Do wypadku doszło 3 lipca w okolicach Bielska-Białej. Wówczas długie włosy 7-latki wkręciły się w podnośnik hydrauliczny w warsztacie samochodowym należącym do jej rodziców. Dziecko straciło skórę z czoła, ciemienia, skroni, potylicy i karku. Lotnicze Pogotowie Ratunkowe przetransportowało ją do Górnośląskiego Centrum Zdrowia Dziecka w Katowicach. Tamtejsi lekarze poprosili o pomoc specjalizujących się w zabiegach rekonstrukcyjnych chirurgów z Instytutu Onkologii w Gliwicach - prof. Adama Maciejewskiego i dr. hab. Łukasza Krakowczyka.
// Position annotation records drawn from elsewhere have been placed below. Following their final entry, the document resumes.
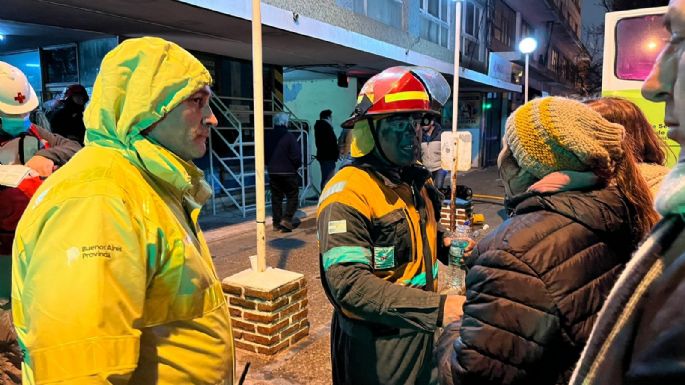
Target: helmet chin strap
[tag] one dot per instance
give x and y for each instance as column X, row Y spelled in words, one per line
column 377, row 143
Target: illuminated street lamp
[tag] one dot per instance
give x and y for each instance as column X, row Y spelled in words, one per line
column 527, row 46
Dziewczynka trafiła na salę operacyjną zaledwie kilkadziesiąt minut po wypadku. Operacja replantacji skalpu trwała aż 7 godzin i była bardzo skomplikowana. Podczas briefingu prasowego dzień po tej operacji prof. Maciejewski przyznawał, że zabieg był znacznie trudniejszy, niż dwie poprzednie replantacje skalpu, które przeprowadził u dorosłych pacjentek. A to ze względu na znacznie drobniejsze naczynia krwionośne i specyfikę zabiegów chirurgicznych u dziecka.
W ostatnich latach lekarze z Centrum Onkologii w Gliwicach zasłynęli z kilku pionierskich operacji, przeprowadzili m.in. dwa przeszczepy twarzy.